Let us briefly restate what we consider to be the controlling findings of fact in the case, as the learned *138chancellor determined them. 1. That the defendant diverted the water of Mill creek into the watershed (of Wolf creek) in which the plaintiff’s property is situated, by conducting the water of Mill creek to a tank, from which it pumped the water into its breaker and used it for washing coal, thence to a sump, thence to a slush dam, whence it ran and was discharged through a ditch maintained by the defendant into the watershed of Little Wolf creek, and thence on to the property of the plaintiff. 2. That the water of Mill creek so diverted into the Little Wolf creek watershed and onto the property of plaintiff, carried muck or culm that was deposited on the property of the plaintiff. 3. That except for the diversion of the waters of Mill creek by the defendant, the water of the said creek could not flow into the watershed of the Little Wolf creek, nor upon the property of the plaintiff. 4. That in December, 1917, the water of Mill creek, so diverted and polluted with muck, culm or coal dirt, flooded the plaintiff’s property to the depth of from one to three inches and rendered the plaintiff’s house uninhabitable, etc. 5. That such floodings and deposits occurred on the 7th, 8th, 9th, 10th, 11th, 12th, 14th and 16th days of January following.
A preliminary injunction was awarded on the 21st of January, 1918, and the findings of the court, with a decree nisi, were filed upon the 27th of May, 1918, as to which date the learned chancellor further found that since the granting of the injunction the plaintiff’s property has not had any water cast upon it from the defendant’s operation, and the water of the Little Wolf creek has flowed, impregnated with sulphur it is true, but clear of muck, culm and coal dirt.

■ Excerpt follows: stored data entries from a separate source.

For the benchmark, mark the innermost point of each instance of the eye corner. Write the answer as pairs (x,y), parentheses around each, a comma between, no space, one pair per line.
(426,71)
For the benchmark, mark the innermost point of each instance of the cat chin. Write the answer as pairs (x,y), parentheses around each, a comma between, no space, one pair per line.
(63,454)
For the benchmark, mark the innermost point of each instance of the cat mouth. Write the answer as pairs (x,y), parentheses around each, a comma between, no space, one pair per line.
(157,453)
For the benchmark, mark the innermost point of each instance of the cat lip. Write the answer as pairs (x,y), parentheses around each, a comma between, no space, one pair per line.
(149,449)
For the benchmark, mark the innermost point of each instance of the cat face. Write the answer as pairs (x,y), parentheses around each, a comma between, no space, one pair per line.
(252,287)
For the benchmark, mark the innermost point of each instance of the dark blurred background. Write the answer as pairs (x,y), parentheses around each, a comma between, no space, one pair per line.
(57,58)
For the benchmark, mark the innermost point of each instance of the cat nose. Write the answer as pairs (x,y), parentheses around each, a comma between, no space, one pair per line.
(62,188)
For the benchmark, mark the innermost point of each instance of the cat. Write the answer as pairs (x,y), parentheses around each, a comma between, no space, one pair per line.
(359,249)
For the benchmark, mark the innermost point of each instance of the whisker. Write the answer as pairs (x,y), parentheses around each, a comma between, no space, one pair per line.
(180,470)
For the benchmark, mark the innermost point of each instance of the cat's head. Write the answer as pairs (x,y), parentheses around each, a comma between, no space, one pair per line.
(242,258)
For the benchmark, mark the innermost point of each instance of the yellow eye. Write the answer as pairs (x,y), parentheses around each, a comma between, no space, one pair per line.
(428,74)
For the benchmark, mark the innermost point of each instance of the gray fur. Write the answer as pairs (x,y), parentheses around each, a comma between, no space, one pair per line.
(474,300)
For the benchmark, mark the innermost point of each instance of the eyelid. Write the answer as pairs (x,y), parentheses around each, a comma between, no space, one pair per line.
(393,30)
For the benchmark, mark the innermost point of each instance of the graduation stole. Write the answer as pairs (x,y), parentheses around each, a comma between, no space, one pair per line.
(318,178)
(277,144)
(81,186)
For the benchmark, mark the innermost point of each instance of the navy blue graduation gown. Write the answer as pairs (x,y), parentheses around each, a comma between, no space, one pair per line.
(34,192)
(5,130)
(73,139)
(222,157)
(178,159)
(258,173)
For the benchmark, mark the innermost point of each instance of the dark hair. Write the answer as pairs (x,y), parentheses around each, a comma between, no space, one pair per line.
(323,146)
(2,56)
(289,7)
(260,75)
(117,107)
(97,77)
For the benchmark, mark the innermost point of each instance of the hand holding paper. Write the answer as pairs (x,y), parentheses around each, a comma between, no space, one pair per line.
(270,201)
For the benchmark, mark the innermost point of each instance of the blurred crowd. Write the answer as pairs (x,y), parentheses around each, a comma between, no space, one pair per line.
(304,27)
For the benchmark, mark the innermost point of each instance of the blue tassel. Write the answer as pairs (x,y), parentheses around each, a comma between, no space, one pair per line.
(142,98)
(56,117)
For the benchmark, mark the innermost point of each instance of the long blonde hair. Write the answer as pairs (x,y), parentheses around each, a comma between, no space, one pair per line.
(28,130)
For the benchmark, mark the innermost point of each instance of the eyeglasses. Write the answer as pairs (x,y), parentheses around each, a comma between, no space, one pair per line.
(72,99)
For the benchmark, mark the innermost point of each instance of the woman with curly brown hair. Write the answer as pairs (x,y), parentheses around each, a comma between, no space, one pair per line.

Upon the facts thus found, the learned court predicated the following conclusions of law: 1. “That the diversion by the defendant of the water of Mill creek from its natural channel into the channel of Little Wolf creek is without right and illegal.” 2. “That the increase by the defendant in the flow of water in the Little *139Wolf creek and the pollution by the defendant of tbe water naturally flowing in Little Wolf creek and on to or through the property of the plaintiff is without right and illegal.”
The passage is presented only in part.